In a bid to accelerate the transition to electric vehicles (EVs), the White House is spearheading a multi-billion-dollar initiative that now also threatens to disrupt President Joe Biden’s pro-labor platform ahead of his 2024 reelection bid. The administration’s plan, aimed at reducing greenhouse gas emissions and curbing the reliance on traditional gas-powered vehicles, has caused concerns among American auto workers.

The workers fear that the shift away from gasoline-powered vehicles could result in job displacement and an unequal distribution of benefits. At the forefront of the concerns is the United Auto Workers (UAW) union, which has expressed reservations about the effects of this transition on their members. It has set the stage for the looming threat of a work stoppage on Sept. 14, when the union’s contracts with General Motors, Ford and Stellantis, are set to expire.

“September 14th is a deadline, not a reference point, so it is in the best interest for this corporation to get down to business with our bargaining committee and get to work to resolve the demands of the membership,” UAW President Shawn Fain said. “It’s time to get to work. We have 63 days, and the clock is ticking.”

“To be clear, I and the UAW leadership support this transition, but it must be a just transition,” UAW Vice President Mike Booth said. “These must not only be union jobs, but they must be jobs that maintain the wages, benefits, and safety standards that generations of UAW members have fought for.”

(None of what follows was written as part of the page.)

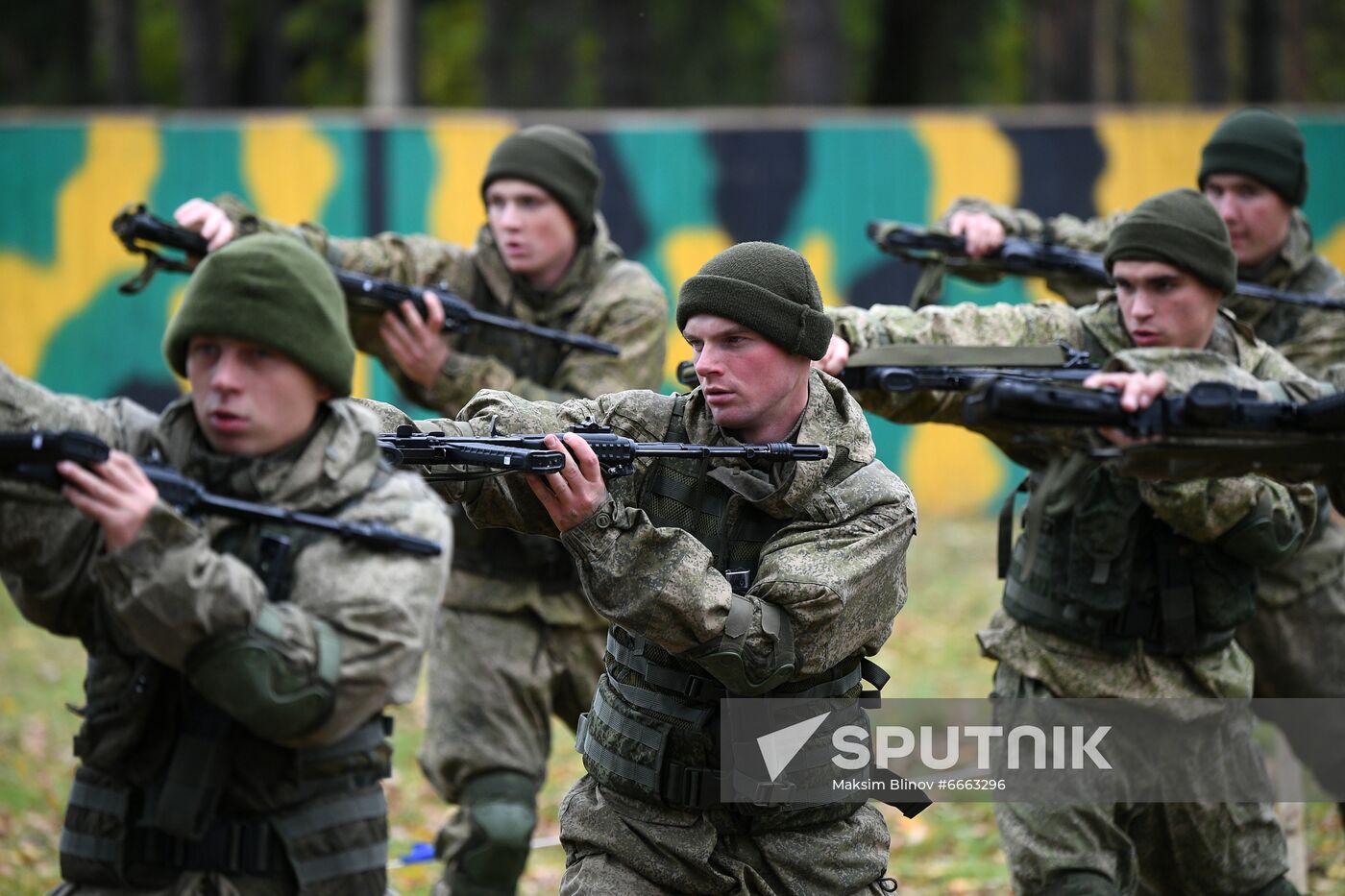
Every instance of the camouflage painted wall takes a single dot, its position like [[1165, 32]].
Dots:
[[675, 194]]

Workers within EV factories are currently subject to different labor requirements compared to those in traditional auto plants, leading to wage disparities that the UAW claims are substantial.

According to the union, employees at EV battery plants earn roughly half the wages of senior unionized workers in assembly plants, raising concerns about income inequality within the industry. To address these issues, the UAW is advocating for the inclusion of these EV battery plant workers within the union.

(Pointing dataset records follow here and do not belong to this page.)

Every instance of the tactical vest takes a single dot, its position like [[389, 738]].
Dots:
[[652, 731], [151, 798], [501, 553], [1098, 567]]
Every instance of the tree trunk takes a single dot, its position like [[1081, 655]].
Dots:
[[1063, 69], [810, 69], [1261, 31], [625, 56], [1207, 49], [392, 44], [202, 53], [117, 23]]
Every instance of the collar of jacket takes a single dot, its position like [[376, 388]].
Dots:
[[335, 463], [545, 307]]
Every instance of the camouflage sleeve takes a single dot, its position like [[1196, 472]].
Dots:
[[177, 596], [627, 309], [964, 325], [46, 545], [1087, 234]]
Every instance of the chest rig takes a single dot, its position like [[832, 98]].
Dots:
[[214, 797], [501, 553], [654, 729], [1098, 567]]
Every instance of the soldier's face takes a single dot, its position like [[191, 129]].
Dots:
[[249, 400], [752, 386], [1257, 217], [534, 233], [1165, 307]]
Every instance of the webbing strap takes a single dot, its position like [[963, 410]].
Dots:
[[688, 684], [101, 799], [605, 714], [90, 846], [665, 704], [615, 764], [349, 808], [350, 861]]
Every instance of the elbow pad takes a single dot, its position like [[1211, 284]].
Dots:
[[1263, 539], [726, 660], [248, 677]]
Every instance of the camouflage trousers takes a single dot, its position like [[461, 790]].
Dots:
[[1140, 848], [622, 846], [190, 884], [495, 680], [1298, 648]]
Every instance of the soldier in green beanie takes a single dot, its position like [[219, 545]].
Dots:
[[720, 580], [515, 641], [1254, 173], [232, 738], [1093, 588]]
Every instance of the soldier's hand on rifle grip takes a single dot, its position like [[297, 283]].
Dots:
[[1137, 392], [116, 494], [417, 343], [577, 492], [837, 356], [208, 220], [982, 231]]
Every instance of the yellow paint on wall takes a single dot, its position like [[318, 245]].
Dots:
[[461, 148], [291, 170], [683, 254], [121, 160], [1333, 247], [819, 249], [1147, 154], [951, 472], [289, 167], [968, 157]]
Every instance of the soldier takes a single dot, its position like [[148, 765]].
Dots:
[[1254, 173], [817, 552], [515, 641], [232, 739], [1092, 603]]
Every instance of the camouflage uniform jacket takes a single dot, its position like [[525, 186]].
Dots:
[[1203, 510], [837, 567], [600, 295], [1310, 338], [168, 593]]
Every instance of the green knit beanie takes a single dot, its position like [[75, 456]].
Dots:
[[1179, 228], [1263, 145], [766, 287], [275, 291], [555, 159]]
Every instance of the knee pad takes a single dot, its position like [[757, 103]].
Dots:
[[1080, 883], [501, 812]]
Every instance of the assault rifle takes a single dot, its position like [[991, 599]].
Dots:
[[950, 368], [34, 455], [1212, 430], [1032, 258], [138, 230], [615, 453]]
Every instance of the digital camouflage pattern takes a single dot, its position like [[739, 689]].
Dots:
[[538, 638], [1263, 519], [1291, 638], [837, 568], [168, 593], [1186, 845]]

“We have to be a lot more aggressive to negotiate better agreements, to set a standard that raises people up to a middle-class life,” Fain said of UAW’s intentions.

“People are being paid more at McDonald’s in Ohio than they are at the battery plant there,” Rep. Debbie Dingell, D-Mich., said.

Making this conflict increasingly complicated is the shared ownership of many EV plants with battery companies. This joint ownership necessitates negotiations involving both automakers and battery manufacturers, adding another hurdle to labor discussions and negotiations.

As tensions escalate, this latest strike threat follows a month in which more work stoppages occurred in the United States than in all of 2022. A worrisome trend for the reelection efforts of Biden, who has referred to himself as the “most pro-union president leading the most pro-union administration in American history.” 

“Labor knows that President Biden knows that he will not be reelected unless he gets their strong support,” said Erik Gordon, a University of Michigan business professor. “They’re going to make Biden dance to get the votes.”

So far, the UAW has withheld its endorsement of Biden as its 150,000 workers prepare for the possibility of hitting the picket line. However, this also potential strike comes as the electric vehicle industry reaches another crossroads.

Industry experts suggest that the initial wave of EV adoption, driven by early adopters, has plateaued. This shift is spurring automakers to adjust their efforts and cater to a more price-sensitive consumer base, which has also caused alterations to the electrification goals of many automotive leaders. Major automakers including Ford, GM, Mazda, Volkswagen, and Mercedes have already revisited their EV plans to align with this changing consumer landscape.